The city of Toledo took its first court action yesterday to force a registered sex offender living within 1,000 feet of a school to move.
Eugene Parra, 46, of 4219 Garden Park Rd. was convicted in 1986 of raping a girl.
He spent six years in prison and was classified as a sexually oriented offender.
Since that time, he has followed the rules to register with the local sheriff once a year or whenever he moves, according to the Lucas County sheriff's office.
This spring, Parra purchased a two-story home within 1,000 feet of Longfellow Elementary School, 4112 Jackman Rd. near Garden Park Road.

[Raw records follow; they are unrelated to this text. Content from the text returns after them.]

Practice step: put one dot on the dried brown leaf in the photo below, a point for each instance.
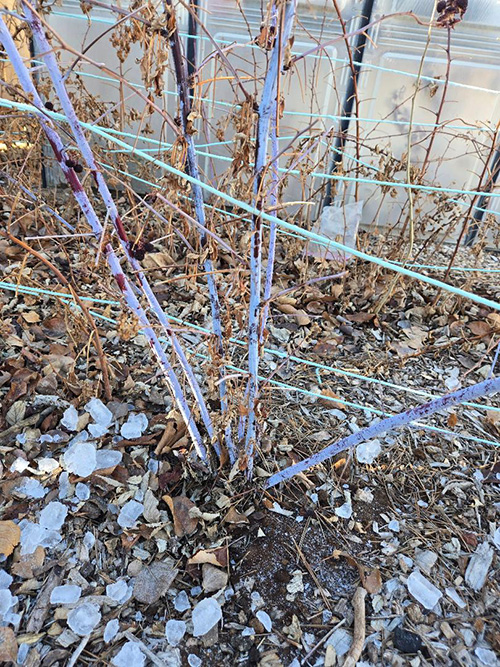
(180, 506)
(217, 556)
(153, 581)
(10, 535)
(8, 646)
(235, 517)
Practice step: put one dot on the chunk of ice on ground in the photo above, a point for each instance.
(82, 491)
(181, 602)
(175, 631)
(344, 511)
(206, 615)
(70, 418)
(129, 655)
(66, 594)
(19, 465)
(423, 590)
(84, 618)
(53, 515)
(453, 595)
(135, 426)
(341, 640)
(22, 653)
(99, 412)
(479, 565)
(81, 459)
(265, 619)
(368, 451)
(89, 539)
(111, 630)
(7, 601)
(31, 536)
(117, 591)
(47, 465)
(129, 514)
(31, 488)
(64, 485)
(425, 560)
(496, 538)
(486, 657)
(107, 458)
(5, 579)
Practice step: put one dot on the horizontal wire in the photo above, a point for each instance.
(287, 387)
(342, 61)
(278, 353)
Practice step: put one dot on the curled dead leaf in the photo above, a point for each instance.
(8, 646)
(10, 535)
(235, 517)
(217, 556)
(184, 521)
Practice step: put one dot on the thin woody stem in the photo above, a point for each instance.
(390, 423)
(192, 167)
(95, 224)
(268, 102)
(55, 74)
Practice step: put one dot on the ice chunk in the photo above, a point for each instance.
(345, 510)
(64, 485)
(175, 631)
(206, 615)
(134, 427)
(66, 594)
(423, 590)
(496, 538)
(7, 601)
(341, 640)
(19, 465)
(129, 514)
(367, 452)
(118, 591)
(5, 579)
(130, 655)
(265, 619)
(453, 595)
(81, 459)
(32, 535)
(53, 515)
(107, 458)
(425, 560)
(181, 602)
(89, 539)
(70, 418)
(84, 618)
(111, 630)
(31, 488)
(82, 491)
(47, 465)
(486, 657)
(22, 653)
(479, 564)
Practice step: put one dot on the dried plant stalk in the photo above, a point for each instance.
(95, 224)
(390, 423)
(193, 170)
(268, 101)
(49, 58)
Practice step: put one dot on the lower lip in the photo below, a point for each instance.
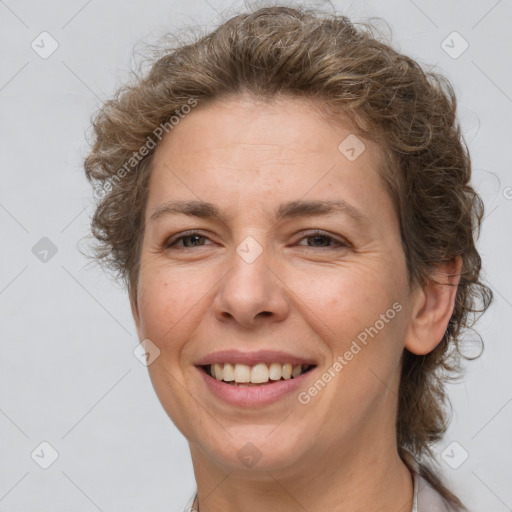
(253, 396)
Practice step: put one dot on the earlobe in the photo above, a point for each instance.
(432, 308)
(135, 311)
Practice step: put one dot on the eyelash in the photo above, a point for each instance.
(171, 244)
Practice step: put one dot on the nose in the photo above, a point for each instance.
(251, 294)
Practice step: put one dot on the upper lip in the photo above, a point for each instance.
(253, 358)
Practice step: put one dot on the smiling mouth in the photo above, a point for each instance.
(257, 375)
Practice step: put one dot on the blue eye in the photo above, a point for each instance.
(194, 237)
(191, 239)
(323, 239)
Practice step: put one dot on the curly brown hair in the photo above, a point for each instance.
(348, 69)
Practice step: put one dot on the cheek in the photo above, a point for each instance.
(347, 300)
(169, 306)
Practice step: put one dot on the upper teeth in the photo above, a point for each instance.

But a new state law empowers city law directors and county prosecutors, among others, to seek a judge's order that would force sex offenders living within 1,000 feet of a school to move.
The law is being challenged by the American Civil Liberties Union and by the Cincinnati-based Prison Reform Advocacy Center.
Nevertheless, the city of Toledo yesterday sought a permanent injunction that would force Parra to move and prohibit him from relocating within 1,000 feet of any other school.
"We have an obligation to the public to enforce the laws of the state of Ohio," said Samuel Nugent, an attorney with Toledo's law department. "We'd be remiss in our responsibilities if we didn't follow through."
It may just be the first of many such requests.
About 245 of Lucas County's more than 600 registered sex offenders live within 1,000 feet of a school in the city of Toledo, said city prosecutor John Madigan.
Parra, taking a minute from fixing dinner at his home last night, said he was surprised at the court filing.
He said he called the Lucas County prosecutor's office in May to inquire about the 1,000-foot rule and how it might impact his living at the two-story home he and his wife were considering buying.
"Before we put in an offer, we called the prosecutor's office," he said, adding that he spoke to a woman whose name he doesn't remember.
"I asked about the distance, and she said 'What school?' She kept me on the line for a minute and then she said, 'You should be OK,' " he said.
Parra said he'll fight the injunction request. He noted that he has served his sentence and successfully completed parole and counseling.
He found a job in construction, got married earlier this year, and purchased his first home.
"I expect to be left alone," he said.